Przynajmniej w teorii realne jest odebranie punktów zdecydowanie najmocniejszemu zespołowi kobiecego futbolu w kraju – Medykowi Konin. W sobotę aktualne mistrzynie kraju zagrają w Radziechowach.

mitech leczna Od dwóch pewnych zwycięstw bez straconej bramki rozpoczęły wiosenne zmagania w Ekstralidze zespoły Mitechu i Medyka. Obie zaliczane są do ścisłej ligowej czołówki, obie też konsekwentnie zmierzają po swoje. Piłkarki z Konina, stanowiące drużynę naszpikowaną reprezentantkami Polski, potwierdzają prymat, tracąc w 13 meczach ledwie 2 „oczka”. Mitech szybko na wstępie piłkarskiej wiosny awansował na podium i to miejsce chce utrzymać.
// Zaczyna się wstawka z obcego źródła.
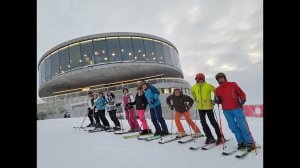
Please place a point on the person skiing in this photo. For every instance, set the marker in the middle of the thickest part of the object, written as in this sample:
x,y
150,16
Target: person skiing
x,y
232,98
141,105
201,92
111,109
182,103
129,111
91,109
100,110
152,96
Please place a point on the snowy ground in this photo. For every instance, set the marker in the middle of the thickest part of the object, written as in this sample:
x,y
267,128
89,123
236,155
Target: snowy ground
x,y
59,145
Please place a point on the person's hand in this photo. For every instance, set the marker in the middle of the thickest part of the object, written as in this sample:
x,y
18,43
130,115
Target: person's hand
x,y
241,101
171,107
218,100
153,100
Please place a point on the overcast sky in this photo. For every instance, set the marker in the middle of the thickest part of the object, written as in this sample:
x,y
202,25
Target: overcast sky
x,y
211,35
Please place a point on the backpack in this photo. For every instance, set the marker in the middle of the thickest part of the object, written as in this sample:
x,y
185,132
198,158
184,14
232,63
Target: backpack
x,y
154,89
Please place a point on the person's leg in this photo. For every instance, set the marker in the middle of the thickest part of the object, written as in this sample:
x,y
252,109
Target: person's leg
x,y
233,125
128,119
143,119
213,122
242,125
205,127
90,115
114,118
190,121
178,123
133,119
103,118
161,119
154,121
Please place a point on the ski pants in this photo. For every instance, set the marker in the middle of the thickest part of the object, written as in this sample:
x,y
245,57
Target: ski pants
x,y
143,120
156,116
113,117
134,125
238,125
213,122
188,119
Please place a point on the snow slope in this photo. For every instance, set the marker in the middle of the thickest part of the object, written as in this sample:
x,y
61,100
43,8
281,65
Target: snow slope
x,y
59,145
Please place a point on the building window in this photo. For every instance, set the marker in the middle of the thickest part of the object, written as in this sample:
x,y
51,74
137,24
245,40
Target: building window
x,y
126,48
47,63
114,53
54,63
149,49
159,52
138,47
167,90
64,60
167,54
87,53
75,57
100,51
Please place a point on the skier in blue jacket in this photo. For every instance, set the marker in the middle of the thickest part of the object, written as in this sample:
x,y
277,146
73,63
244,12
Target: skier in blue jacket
x,y
152,96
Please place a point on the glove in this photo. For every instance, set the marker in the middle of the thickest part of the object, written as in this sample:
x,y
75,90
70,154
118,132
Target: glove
x,y
171,107
241,101
218,100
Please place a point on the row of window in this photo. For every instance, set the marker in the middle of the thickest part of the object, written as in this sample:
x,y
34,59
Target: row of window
x,y
104,50
130,86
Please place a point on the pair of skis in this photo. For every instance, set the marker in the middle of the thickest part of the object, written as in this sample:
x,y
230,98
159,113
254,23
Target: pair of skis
x,y
208,146
242,153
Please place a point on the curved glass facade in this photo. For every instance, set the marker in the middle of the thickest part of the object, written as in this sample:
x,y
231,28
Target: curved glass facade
x,y
106,50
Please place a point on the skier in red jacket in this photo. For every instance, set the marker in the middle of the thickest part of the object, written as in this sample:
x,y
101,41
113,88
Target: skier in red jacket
x,y
232,98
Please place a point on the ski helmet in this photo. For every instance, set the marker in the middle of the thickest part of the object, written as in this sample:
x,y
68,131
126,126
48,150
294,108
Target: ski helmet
x,y
220,74
200,76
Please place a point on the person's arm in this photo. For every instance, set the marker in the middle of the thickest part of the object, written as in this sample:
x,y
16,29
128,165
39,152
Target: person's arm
x,y
241,94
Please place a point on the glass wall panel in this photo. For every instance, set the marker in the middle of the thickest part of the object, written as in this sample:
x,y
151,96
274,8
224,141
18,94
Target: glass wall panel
x,y
139,51
47,63
159,52
54,63
100,51
75,57
150,51
114,52
64,61
87,53
42,70
126,49
167,54
174,63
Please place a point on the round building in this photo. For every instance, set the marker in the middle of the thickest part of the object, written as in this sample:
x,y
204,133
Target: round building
x,y
108,61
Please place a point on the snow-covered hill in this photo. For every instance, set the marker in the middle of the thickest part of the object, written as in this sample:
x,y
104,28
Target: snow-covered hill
x,y
59,145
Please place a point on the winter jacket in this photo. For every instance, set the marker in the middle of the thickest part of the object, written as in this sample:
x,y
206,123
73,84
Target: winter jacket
x,y
229,93
150,94
91,104
181,103
140,102
110,103
100,103
127,98
202,95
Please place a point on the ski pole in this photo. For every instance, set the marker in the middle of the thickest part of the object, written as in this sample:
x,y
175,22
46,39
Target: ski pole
x,y
223,140
251,136
83,121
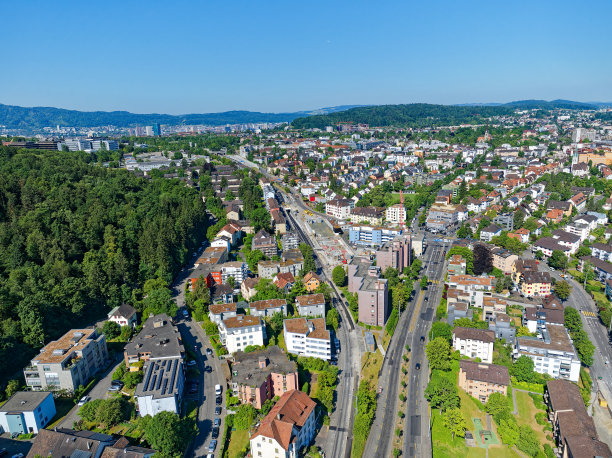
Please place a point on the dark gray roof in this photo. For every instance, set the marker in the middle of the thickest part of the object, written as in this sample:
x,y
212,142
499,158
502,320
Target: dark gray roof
x,y
160,378
246,370
159,337
25,401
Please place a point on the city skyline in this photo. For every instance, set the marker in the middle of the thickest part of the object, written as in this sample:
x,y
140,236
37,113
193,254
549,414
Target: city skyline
x,y
214,58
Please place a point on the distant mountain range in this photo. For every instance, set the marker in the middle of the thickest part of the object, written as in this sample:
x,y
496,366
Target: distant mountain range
x,y
416,115
32,118
422,115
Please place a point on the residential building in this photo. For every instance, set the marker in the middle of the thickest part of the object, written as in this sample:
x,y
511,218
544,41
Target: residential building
x,y
265,243
371,292
306,337
372,236
240,331
311,282
339,208
480,380
261,375
602,269
290,241
533,284
602,251
235,269
220,312
552,352
505,221
503,259
487,234
268,307
474,343
396,214
27,412
573,429
123,315
162,387
248,288
61,443
311,305
289,427
158,339
369,215
69,362
456,265
396,253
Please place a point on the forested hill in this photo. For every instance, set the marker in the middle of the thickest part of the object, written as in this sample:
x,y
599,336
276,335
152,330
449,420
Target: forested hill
x,y
412,115
16,117
77,239
426,115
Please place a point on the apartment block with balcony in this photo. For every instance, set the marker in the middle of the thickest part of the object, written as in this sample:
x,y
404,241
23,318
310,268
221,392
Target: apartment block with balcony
x,y
552,352
68,362
261,375
306,337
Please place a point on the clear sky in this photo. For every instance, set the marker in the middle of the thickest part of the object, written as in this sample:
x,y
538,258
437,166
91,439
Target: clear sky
x,y
206,56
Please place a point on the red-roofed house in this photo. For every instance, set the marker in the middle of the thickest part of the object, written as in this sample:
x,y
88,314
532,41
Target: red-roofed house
x,y
289,427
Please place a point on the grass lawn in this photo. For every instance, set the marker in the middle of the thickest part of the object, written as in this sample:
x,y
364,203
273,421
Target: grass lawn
x,y
370,365
62,407
527,412
238,440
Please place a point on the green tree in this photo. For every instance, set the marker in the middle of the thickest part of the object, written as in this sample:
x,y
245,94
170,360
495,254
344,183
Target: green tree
x,y
243,418
528,441
111,330
438,353
442,393
169,434
523,369
454,420
339,276
508,431
558,260
562,289
441,329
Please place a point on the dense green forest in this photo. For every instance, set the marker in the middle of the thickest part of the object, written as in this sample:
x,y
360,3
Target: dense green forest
x,y
420,115
412,115
77,239
16,117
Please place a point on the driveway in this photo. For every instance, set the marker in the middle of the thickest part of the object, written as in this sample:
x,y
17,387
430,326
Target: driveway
x,y
99,391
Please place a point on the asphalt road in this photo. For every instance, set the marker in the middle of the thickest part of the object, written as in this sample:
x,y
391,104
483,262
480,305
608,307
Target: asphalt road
x,y
99,391
195,337
339,438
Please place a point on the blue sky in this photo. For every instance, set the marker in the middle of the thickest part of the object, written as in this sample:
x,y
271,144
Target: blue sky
x,y
206,56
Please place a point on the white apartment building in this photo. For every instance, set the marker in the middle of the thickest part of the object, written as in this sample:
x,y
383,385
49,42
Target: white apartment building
x,y
396,214
307,337
240,331
551,351
474,343
339,208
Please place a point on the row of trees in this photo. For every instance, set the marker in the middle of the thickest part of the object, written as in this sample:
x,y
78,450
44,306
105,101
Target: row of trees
x,y
76,239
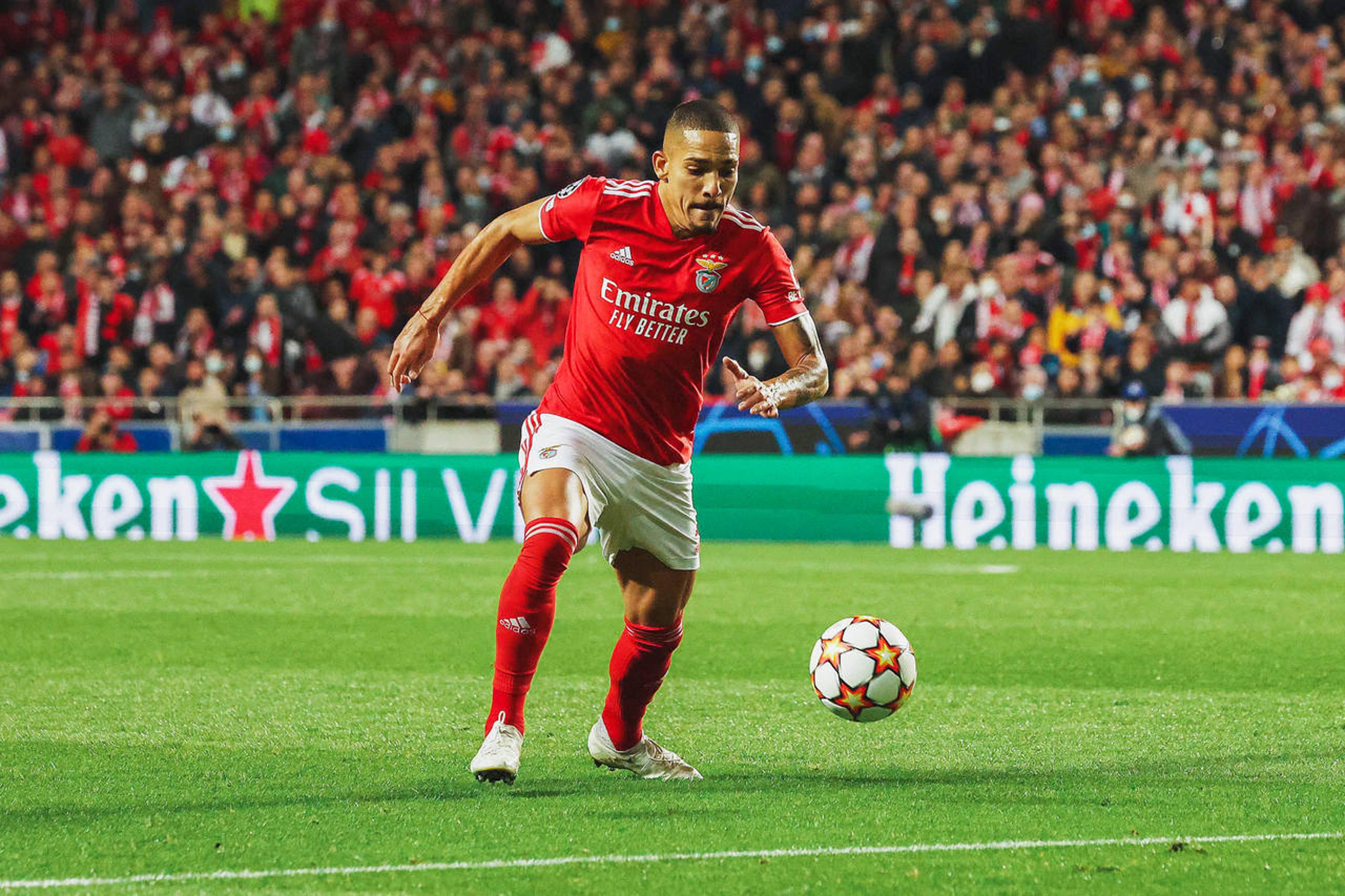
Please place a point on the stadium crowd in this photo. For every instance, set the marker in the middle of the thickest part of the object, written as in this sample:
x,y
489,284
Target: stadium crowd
x,y
1016,200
Rywalizacja czołowych zespołów (mecz w sobotę 18 kwietnia od godziny 11:00) zapowiada się o tyle ciekawie, że żywczanki jako jedyne w tym sezonie skutecznie przeciwstawiły się Medykowi. W Wielkopolsce padł bezbramkowy remis. – Liczymy na to, że historia się powtórzy, choć przed nami zadanie bardzo trudne. To Medyk jest zdecydowanym faworytem meczu – mówi Karolina Zasada, podstawowa defensorka żywieckiej drużyny.

Mitech, który mamy okazję oglądać na wiosnę to bodaj najmocniejszy Mitech, jaki rywalizował o punkty w Ekstralidze. Oczywiście i to może nie wystarczyć na przeciwnika, który jest w żeńskim futbolu potentatem na krajowym podwórku. Na pewno jednak przyjezdne są do „ruszenia”. Warunkiem jest mądra taktycznie i skuteczna w poszczególnych formacjach gra podopiecznych Beaty Kuty w wybornie zapowiadającym się starciu.